これまで説明してきたように、税金の納付方法はいくつかあり、任意で選択できます。では、自分の都合に合わせたおすすめの納付方法は何なのか、疑問に思うかもしれません。
状況によっておすすめの方法が違いますので、見ていきましょう。

申請だけで簡単に済ませたい場合

事前に利用申請を行うことが苦でない場合は、振替納税が比較的楽なのでおすすめです。
初回利用時にのみ「口座振替依頼書」を提出すれば、次年度以降は自動的に口座振替が適用され、自分で行う手続きは何もいりません。

納付を急いでいる場合

税金の納付期限直前であるなど急いで納付する必要がある人は、スマートフォンの決済アプリかクレジットカードを利用するのが良いです。

それぞれの専用サイトにて手続きが完了するため、簡単でスピーディに納税できます。

e-Taxに登録している場合

e-Taxに登録している人は、登録方式もしくは入力方式いずれかの電子納税を選ぶと、各金融機関のインターネットバンキングおよびATMが利用でき便利です。
また、あらかじめ予納したい人も、e-Taxに登録していればダイレクト納付で納税が可能です。

税金の納付方法はクレジットカードがおすすめ?

数ある税金の納付方法のなかでもメリットが多い、クレジットカードでの納付について説明します。

クレジットカードはこのような点が有利

ポイントが付与される

クレジットカードで税金を納付すると、通常のクレジットカードの利用と同様にポイントが付与されることがあり、お得になります。
また、ポイントが付与されることにより実質的な出費が抑えられ、節税になるという考え方もできます。

支払いの管理が楽

クレジットカードを納税に利用することで、利用明細表に納税額と納付日が表記されます。これにより支払いの管理をひとまとめにでき、納税額も把握できて便利です。

現金が手元になくても納付可能

もし、納税額分の現金が手元になくても、クレジットカードなら簡単に納税ができます。
クレジットカードの引き落とし日が納付期限を過ぎていても、その前にクレジットカード会社が決済を行っているため安心です。

クレジットカード納付で注意したいこと

納付の変更は不可

もし、クレジットカードでの納税を誤ってしまった場合でも、その手続きを変更・取消することができません。
納税額を上回る金額を納付してしまった場合は、税務署にて還付手続きを行うことになります。

納付自体できないことがある

地方税の納付に関する注意点ですが、自治体によってはクレジットカード納付を受け付けていない場合があります。
そのため、地方税に関しては事業所の所在地の自治体に確認しておくようにしましょう。

クレジットカードで税金を納付する方法

所得税などを納付する時

所得税といった国税を納付する時は、「国税クレジットカードお支払いサイト」にアクセスします。
トップページに注意事項が記載されているため、確認の上「同意」ボタンをクリック・タップします。
次の画面で氏名・住所などの個人情報と確定申告の際に発行されている整理番号を入力し、クレジットカード情報を入力して手続きを完了させます。

住民税などを納付する時

住民税などの地方税では、一般的に各自治体のホームページにて手続きを行います。手続きの方法は自治体により異なるため、まずはホームページにアクセスしてください。

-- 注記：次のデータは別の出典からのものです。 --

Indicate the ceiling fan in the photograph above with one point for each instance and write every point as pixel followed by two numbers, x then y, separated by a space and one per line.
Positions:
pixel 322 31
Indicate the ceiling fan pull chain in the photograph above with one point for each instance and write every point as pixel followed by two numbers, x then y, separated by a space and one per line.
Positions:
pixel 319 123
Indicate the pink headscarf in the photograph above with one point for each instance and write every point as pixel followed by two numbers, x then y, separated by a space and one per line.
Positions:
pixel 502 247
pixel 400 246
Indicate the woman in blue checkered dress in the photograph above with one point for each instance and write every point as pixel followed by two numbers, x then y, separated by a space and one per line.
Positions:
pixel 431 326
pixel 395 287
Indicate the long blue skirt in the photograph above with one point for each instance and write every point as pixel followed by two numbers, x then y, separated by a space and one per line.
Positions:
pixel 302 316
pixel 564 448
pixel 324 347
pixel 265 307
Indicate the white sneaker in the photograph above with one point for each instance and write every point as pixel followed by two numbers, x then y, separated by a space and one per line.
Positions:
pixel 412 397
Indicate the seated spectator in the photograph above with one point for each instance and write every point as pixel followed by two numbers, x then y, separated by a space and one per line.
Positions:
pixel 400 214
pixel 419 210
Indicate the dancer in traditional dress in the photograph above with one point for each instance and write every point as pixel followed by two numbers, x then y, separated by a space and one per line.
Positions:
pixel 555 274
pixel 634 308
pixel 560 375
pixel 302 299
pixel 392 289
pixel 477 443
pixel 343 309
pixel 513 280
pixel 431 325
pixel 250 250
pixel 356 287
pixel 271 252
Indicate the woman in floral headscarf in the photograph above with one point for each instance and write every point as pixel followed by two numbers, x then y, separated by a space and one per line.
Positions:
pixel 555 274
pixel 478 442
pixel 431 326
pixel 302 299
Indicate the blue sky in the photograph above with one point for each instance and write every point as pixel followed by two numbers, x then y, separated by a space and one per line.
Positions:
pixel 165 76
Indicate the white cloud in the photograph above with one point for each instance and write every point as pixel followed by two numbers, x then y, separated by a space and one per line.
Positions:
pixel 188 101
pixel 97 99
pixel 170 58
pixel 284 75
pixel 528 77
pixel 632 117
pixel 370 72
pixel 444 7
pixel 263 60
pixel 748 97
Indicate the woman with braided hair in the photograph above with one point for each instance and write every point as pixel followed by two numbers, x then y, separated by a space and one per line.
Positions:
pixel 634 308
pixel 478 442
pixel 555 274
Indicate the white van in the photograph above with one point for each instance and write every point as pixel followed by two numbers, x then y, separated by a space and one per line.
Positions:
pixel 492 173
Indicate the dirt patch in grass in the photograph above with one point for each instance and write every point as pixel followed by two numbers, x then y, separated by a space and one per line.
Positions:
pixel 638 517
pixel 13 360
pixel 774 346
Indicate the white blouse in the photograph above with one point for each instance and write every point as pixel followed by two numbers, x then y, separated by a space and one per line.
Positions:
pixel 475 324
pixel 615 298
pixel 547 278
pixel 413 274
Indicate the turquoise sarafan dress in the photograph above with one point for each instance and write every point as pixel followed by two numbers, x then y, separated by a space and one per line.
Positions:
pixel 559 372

ただし、前述したようにクレジットカード納付に対応していない自治体もあるため、事前に確認しておきましょう。

納付期限を過ぎた場合にはどうなるか


税金の納付期限が過ぎてしまった時は、以下のようなペナルティを課されることがあります。

延滞税を徴収される

税金の納付期限を過ぎると、過ぎた日数分と税額に応じた所定の延滞税が徴収されます。
税金の納付期限は法律によって定められており(法定納期限)、所得税を例にあげるとケースごとの法定納期限は以下のようになっています。

  • 通常通り確定申告を行った場合…3月15日
  • 3月15日を過ぎた後に修正申告を行い、納付する税金がある場合…修正申告書の提出日
  • 税務調査結果と申告内容が異なる場合(更生)、申告書が提出されない場合(決定)…更生通知書の発行日から1カ月後

これらの法定納期限を過ぎた場合には、延滞税が発生します。

行政による処分が下ることも

上記のように、法定納期限を過ぎても納税されない場合は、行政処分が行われることもあります。

督促状が届く

もともとの税金に加え延滞税も滞納した場合、税務署から督促状が届きます。督促には、直ちに対応する必要があります。

財産が差し押さえられる

督促状が届いても納税されない場合、税務署は滞納している人の財産を調査します。納税する能力があると判断した場合に行われるのが、財産の差し押さえです。
財産には、金銭や換金できる所有物、不動産などに加えて各種債権も含まれます。差し押さえを受けた財産は自分で動かすことができなくなり、税金の納付に充てられます。

悪質な場合は刑事罰が科せられる

例えば、上記の財産の差し押さえを避けるために財産を壊したり隠したりといった行為をした場合、法律に基づいて刑事罰が科せられます。
刑事罰の種類としては、罰金刑となり、最悪の場合は懲役刑が下されるケースもあります。

処分を受ける前にできること

猶予制度

何らかの事情がある場合に、税務署に申請を行うことで猶予を設けてもらえることがあります。
猶予制度は「納税の猶予」と「換価の猶予」の2つあり、どちらも猶予期間は1年です。

例えば、病気や怪我をした場合や災害の損失に遭った場合、税務署への申告が認められれば猶予期間が与えられます(納税の猶予)。
また、差し押さえが行われることで事業が滞る、生活に困窮するといった事情がある時には、差し押さえた財産の換金を猶予してもらえるケースもあります(換価の猶予)。

延納制度

延納制度は、法定納期限までに確定申告書に記載し申請を行うことで、税額の半分を期限までに納付し、残額を何度かに分けて支払えるものです。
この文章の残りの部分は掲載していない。